Practice Yoga to Improve Memory

By Mel Bearns

People who practice yoga know it can help keep their bodies in better shape, but did you know it can also boost brain health as well? New research suggests that yoga improves parts of the brain that control memory, attention and mood.

The good news is that everyone – including beginners – can add yoga to their daily exercise regimen to tap into these remarkable benefits.

Image of adult women practicing yoga

The researchers observed older female adults over a 12-week period and showed that those who did yoga regularly had a larger positive change on standard memory tests than those who hadn’t done yoga during the same period.

The brain scans brought even more good news than the memory tests. Cognitive impairment from aging is usually associated with a reduction or thinning or volume in an area of the brain called the prefrontal cortex. This area plays a key role in attention and memory.

The study participants developed a thicker prefrontal cortex over the course of 12 weeks, even when compared to other women of the same age who were healthy and active.  

While the study was fairly small – it was based on the brain scans of less than 50 women – it adds to the body of evidence that yoga provides many benefits.

"This contributes to the evidence that yoga practice has neuroplastic effects on the brain that may translate into other health benefits - like better mood and cognition," said Dr. Helen Lavretsky, a professor-in-residence of psychiatry at the UCLA Geffen School of Medicine.

According to Dr. Lavretsky, it's possible that yoga benefits the brain over time by easing day-to-day stress. Or, she said, yoga practices might have a more direct effect on "brain fitness."

Yoga benefits extend beyond older adults’ brain function.

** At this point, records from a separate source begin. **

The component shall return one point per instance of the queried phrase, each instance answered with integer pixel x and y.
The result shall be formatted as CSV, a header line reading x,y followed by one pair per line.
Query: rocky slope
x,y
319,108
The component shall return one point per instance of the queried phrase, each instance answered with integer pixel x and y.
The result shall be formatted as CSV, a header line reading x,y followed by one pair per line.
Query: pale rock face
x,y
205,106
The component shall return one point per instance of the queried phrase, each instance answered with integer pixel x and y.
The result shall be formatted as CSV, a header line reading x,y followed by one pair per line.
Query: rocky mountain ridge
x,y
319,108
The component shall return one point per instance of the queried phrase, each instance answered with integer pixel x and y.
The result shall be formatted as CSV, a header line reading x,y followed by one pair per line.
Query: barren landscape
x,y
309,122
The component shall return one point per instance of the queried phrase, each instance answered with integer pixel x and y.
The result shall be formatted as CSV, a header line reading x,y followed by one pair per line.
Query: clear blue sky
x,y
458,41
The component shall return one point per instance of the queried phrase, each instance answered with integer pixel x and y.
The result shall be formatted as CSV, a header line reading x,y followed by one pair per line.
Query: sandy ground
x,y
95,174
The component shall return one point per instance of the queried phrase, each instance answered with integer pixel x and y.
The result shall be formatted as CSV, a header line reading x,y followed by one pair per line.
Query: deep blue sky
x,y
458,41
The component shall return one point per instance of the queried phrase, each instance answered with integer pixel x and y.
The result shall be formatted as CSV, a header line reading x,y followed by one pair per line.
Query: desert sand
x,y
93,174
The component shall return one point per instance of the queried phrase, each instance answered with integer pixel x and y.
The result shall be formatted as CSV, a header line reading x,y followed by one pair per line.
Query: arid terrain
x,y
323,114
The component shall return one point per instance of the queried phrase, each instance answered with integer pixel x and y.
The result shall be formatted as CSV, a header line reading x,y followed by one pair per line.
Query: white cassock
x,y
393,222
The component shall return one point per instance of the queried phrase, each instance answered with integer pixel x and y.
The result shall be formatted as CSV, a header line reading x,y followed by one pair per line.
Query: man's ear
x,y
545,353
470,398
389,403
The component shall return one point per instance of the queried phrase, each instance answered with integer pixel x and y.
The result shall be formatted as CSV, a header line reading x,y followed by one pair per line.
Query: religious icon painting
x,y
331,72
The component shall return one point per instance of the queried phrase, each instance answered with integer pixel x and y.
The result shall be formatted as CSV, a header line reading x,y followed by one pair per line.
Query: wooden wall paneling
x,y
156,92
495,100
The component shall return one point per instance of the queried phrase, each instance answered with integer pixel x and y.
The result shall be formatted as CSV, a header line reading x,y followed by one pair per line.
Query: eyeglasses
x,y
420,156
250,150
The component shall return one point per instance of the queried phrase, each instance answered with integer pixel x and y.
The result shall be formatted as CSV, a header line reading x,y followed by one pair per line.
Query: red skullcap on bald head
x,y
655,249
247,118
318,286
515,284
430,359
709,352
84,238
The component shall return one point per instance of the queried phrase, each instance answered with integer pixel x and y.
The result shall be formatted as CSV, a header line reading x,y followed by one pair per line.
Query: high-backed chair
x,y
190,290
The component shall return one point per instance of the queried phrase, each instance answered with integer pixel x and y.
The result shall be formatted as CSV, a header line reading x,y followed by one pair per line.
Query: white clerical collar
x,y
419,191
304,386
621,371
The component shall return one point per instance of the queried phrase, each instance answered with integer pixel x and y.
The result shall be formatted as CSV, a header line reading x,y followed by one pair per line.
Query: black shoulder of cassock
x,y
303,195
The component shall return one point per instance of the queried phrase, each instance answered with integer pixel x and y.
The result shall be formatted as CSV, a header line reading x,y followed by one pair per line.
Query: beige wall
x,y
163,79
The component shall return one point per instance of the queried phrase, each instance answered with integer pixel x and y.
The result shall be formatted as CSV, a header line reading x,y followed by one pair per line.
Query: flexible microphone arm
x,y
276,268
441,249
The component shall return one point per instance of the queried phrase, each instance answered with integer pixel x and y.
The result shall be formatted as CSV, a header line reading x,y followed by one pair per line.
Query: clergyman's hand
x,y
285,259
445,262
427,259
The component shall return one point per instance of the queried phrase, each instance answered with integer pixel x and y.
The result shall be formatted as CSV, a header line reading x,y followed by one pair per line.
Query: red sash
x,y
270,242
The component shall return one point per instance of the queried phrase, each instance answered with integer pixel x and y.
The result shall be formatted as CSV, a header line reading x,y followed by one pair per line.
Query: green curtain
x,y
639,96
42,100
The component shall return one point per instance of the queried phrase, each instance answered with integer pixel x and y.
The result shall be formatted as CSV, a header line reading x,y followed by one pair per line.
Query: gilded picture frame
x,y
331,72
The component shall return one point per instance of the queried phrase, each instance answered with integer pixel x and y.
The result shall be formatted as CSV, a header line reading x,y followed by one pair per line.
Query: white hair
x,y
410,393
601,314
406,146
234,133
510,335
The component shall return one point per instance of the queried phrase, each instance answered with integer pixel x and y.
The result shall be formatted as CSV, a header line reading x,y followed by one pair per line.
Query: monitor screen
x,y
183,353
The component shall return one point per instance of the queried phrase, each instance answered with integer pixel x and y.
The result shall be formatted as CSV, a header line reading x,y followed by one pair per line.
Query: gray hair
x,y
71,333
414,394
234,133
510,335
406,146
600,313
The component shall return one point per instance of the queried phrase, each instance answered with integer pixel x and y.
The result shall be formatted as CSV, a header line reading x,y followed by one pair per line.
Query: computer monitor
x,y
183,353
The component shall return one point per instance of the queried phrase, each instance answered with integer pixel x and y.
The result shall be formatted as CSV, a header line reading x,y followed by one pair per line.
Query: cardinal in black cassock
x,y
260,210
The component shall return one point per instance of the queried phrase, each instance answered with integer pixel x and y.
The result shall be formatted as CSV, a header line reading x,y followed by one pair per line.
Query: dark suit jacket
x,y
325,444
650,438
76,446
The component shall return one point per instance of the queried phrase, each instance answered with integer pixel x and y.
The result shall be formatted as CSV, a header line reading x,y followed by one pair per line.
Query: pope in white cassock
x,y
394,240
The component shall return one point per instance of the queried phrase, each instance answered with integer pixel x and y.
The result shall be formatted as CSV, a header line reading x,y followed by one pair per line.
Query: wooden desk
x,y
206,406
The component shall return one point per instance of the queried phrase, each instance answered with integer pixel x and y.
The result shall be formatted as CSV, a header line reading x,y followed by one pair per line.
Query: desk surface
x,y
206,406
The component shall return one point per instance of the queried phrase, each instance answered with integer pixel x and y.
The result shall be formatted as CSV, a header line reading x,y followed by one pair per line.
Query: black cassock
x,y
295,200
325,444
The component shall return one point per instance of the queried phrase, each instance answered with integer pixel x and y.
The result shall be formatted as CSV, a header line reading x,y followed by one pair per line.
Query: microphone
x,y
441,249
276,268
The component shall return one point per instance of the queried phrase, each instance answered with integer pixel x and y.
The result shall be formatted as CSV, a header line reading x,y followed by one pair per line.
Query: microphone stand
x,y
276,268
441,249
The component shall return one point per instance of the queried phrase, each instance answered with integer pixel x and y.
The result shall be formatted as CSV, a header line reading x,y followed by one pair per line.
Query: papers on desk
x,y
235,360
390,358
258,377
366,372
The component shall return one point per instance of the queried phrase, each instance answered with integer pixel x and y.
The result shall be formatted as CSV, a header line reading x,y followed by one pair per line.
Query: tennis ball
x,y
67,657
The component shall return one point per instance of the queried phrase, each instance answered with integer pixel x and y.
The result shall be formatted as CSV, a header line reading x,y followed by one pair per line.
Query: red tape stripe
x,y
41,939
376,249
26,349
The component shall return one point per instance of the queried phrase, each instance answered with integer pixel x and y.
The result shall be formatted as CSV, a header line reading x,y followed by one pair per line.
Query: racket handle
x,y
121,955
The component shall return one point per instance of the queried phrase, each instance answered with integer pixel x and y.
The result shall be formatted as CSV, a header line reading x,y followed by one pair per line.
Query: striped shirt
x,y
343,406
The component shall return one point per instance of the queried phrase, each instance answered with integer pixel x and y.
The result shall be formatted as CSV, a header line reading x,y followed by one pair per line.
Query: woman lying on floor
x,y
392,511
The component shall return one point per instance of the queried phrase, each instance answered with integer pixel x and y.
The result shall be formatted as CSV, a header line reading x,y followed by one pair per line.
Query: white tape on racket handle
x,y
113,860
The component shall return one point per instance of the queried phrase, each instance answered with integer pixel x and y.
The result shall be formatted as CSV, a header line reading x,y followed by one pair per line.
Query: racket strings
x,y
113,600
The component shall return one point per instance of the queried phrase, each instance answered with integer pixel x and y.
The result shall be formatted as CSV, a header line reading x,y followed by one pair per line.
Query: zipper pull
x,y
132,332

It’s proven to also have a positive effect on overall health such as:

  • Improves flexibility
  • Builds muscle strength
  • Prevents cartilage and joint breakdown
  • Protects the spine
  • Increases blood flow, raises the heart rate and reduces blood pressure
  • Improves mood and increases energy
  • Boosts immune system functionality

Boosting Memory

Another study included adults aged 55 and above with mild cognitive impairment and assigned them to two groups for 24 weeks: some participated in memory training and others took kundalini yoga classes. The kundalini style of yoga is known for deep meditation and transformation.

Both groups saw improvement with their memory, but the yoga group saw a boost in ability to complete daily activities, reduced symptoms of depression and better emotional resilience.

Two of the pillars of yoga are mindfulness and meditation. Studies have shown that the brain structure changes after meditation, resulting in improved awareness, attention and self-related thinking. The volume of the areas of the brain that govern these functions has been shown to increase, and along with all these benefits, memory is also shown to improve.

Brain scans of yoga participants routinely detect more gray matter than in those of people who don’t practice yoga, and the good news is that the more you do, the greater the benefit. All of the areas of the brain that are engaged by practicing yoga – the somatosensory, prefrontal,  superior parietal and the visual cortex as well as the hippocampus –   show volume increases.

Getting started

Taking the first step might seem daunting to someone who has never practiced yoga before. Yoga allows individuals to pursue it at their own pace, and a fundamental guiding principle is that yoga poses should simply be comfortable and steady. Your yoga practice is YOUR yoga practice.

Do what feels right and be patient – not everyone can do a handstand – and that is just fine. The important thing to do is to simply start your practice and then make it a regular part of your daily routine to reap the many benefits that yoga provides.

Dr. Lavretsky’s findings were published online recently in the journal Frontiers in Aging Neuroscience.